Here's what the broker is saying about these stocks:
Domain Holdings Australia Ltd (ASX: DHG)
Bell Potter was pleased with this property listings company's quarterly update. Particularly given that listings are improving after a difficult period. It said:
Observed sales and total Buy listings data points on respective residential listings platforms have affected a reversal since flattening in March. Trends into Q4 appear to support growing new Buy listings for DHG based on increased total Buy listings (89% from 86% in Feb) improving concurrently with total R1m sales (86% from 66% in Feb) relative to REA which potentially imply DHG listings are gaining against its competitor via new listings replenishing sold stock at a quicker rate.
In light of the above, the broker has lifted its earnings per share estimates and is now forecasting an "adj. EPS CAGR of ~26% b/w FY24-26."

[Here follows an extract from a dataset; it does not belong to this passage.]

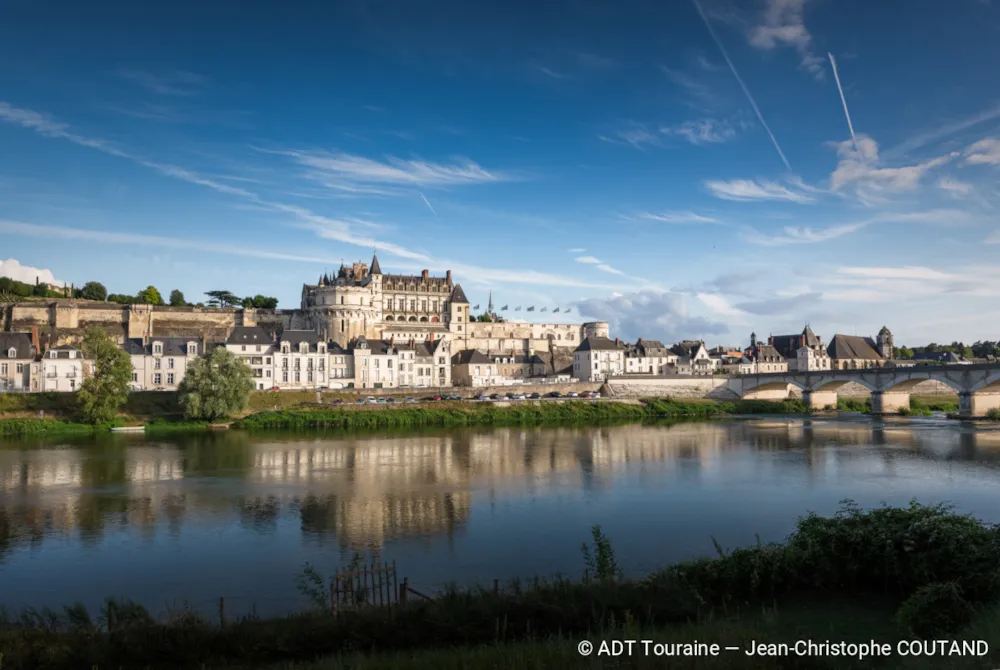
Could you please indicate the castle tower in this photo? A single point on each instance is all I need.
(885, 344)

Bell Potter has retained its buy rating and $3.75 price target on the ASX All Ords share. This implies a potential upside of 16% for investors.
Develop Global Ltd (ASX: DVP)
Another ASX All Ords share that has been given the thumbs up by Bell Potter on Wednesday is Develop Global.
It is a mineral exploration company with a focus on future-facing metals. In addition, it is a mining services provider that is currently working on the underground development of the Mt Marion Lithium Mine owned by Mineral Resources Ltd (ASX: MIN).
Bell Potter was reasonably pleased with a recent scoping study from the Pioneer Dome lithium project, noting that it "appears conservative." Which is always a good thing when valuing a project based on forecast commodity prices. It said:
We believe the Study applies conservative average LOM SC6 price forecasts of US$1,393/t. Long-term SC6 prices applied to our Pioneer Dome asset model are US$1,600/t, yielding an unrisked NPV(10.5% real) of A$273m. For context, using the Study price outlook in our model yields an unrisked NPV(10.5% real) of A$215m.
Outside this, the broker believes the company is well placed for growth thanks to the development of another project, the Woodlawn Zinc-Copper Mine. It said:
DVP are advancing multiple critical mineral projects simultaneously, with each development representing an opportunity to transform the company's earnings and FCF generation. The most advanced of these projects, Woodlawn, is expected to recommence production in 1H CY25; FID and announcement of a financing package are important upcoming catalysts.
Bell Potter has a buy rating and a $3.20 price target on the ASX All Ords share. This implies a potential upside of 36% for investors.